En l’occurrence, les chercheurs auraient déduit du spectre des ondes gravitationnelles que celles-ci auraient été émises par deux trous noirs stellaires initialement en orbite l'un autour de l'autre, avec des masses de 36 et 29 masses solaires. Perdant de l’énergie sous forme d’ondes gravitationnelles, ces trous noirs ont fini par se rapprocher rapidement en décrivant des orbites en forme de spirale avant d’entrer en collision et de fusionner. Pendant un temps très court, l’objet formé était un trou noir dont l'horizon des événements était particulièrement « bosselé » et dynamique. Or, la théorie des trous noirs nous dit qu’un tel astre ne peut rester longtemps dans cet état car il doit très rapidement adopter la forme d’un trou noir stationnaire, à savoir un trou noir de Kerr en rotation. Pour cela, l’horizon des événements doit vibrer à la façon d’une cloche frappée (on parle de modes quasi-normaux et de phase de ringdown pour décrire ce phénomène) pour perdre à son tour de l’énergie sous forme d’ondes gravitationnelles et devenir parfaitement sphérique.
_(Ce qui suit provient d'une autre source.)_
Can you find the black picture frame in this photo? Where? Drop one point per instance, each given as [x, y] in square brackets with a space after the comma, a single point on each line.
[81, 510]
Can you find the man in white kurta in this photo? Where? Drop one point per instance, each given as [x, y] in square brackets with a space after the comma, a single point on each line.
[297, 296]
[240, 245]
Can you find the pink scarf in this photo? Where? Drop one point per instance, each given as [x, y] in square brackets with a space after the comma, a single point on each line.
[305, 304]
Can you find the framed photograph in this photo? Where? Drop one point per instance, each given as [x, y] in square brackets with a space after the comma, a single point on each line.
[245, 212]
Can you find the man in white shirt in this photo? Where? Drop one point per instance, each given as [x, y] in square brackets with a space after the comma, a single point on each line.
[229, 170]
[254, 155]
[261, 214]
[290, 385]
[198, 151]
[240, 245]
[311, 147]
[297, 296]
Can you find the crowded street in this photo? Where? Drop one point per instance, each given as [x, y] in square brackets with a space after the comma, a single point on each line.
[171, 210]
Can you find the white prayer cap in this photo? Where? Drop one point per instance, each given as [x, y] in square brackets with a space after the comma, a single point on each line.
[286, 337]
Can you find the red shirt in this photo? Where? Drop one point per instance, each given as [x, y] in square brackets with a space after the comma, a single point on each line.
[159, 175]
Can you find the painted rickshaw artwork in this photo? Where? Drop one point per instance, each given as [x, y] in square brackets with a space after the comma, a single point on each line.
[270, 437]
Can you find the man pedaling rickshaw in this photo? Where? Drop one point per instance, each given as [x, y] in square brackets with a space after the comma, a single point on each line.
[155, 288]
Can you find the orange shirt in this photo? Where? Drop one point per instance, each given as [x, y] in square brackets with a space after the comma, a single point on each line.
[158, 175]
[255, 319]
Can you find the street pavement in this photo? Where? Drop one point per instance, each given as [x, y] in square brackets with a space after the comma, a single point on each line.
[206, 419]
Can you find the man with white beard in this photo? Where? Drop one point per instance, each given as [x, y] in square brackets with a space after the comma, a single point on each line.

Au final, une masse équivalente à trois fois celle du Soleil aurait été convertie en rayonnement gravitationnel pur en moins d'une seconde, laissant donc un trou noir de 62 masses solaires. Comment se représenter une telle énergie ? C'est vraiment difficile. Par comparaison, la puissance rayonnée par la Terre autour du Soleil sous forme d'ondes gravitationnelles est de seulement 200 watts environ. Notre Soleil, qui convertit une toute petite fraction de sa masse en énergie lumineuse, produit ainsi 1026 watts. Le phénomène dont nous parlons ici aurait donc libéré en un instant trois fois la quantité totale d'énergie représentée par sa masse de 1030 kg, selon la formule E=mc2.

L'ère de l'astronomie gravitationnelle

Si Ligo a bien fait cette observation, une ère nouvelle pour l'astronomie et l'astrophysique vient de s'ouvrir. Le rayonnement gravitationnel est le plus pénétrant de l'Univers et il peut donc fournir des renseignements impossibles à obtenir autrement sur des phases très primitives du cosmos. Il permet aussi d'explorer la physique des étoiles à neutrons et des trous noirs. Si l'on en croit Clifford Burgess, le signal observé est clairement celui que l'on attend si l'espace-temps associé à un trou noir en rotation est bien celui d'un trou noir de Kerr. Il s'agit donc d'un test non trivial de la théorie de la relativité générale et de la théorie des trous noirs telle qu'elle a été élaborée dans les années 1950 à 1970 par des pionniers comme John Wheeler et Stephen Hawking.

Il y a gros à parier aussi que l'on connaît déjà les noms des prix Nobel de physique pour 2016 ou pour le moins 2017. Les physiciens Rainer Weiss, Ronald Drever ont en effet fait équipe pour cofonder Ligo en 1992 avec le grand physicien relativiste Kip Thorne, à l'origine de la science derrière le scénario d'Interstellar (voir à ce sujets les commentaires de Jean-Pierre Luminet sur son blog).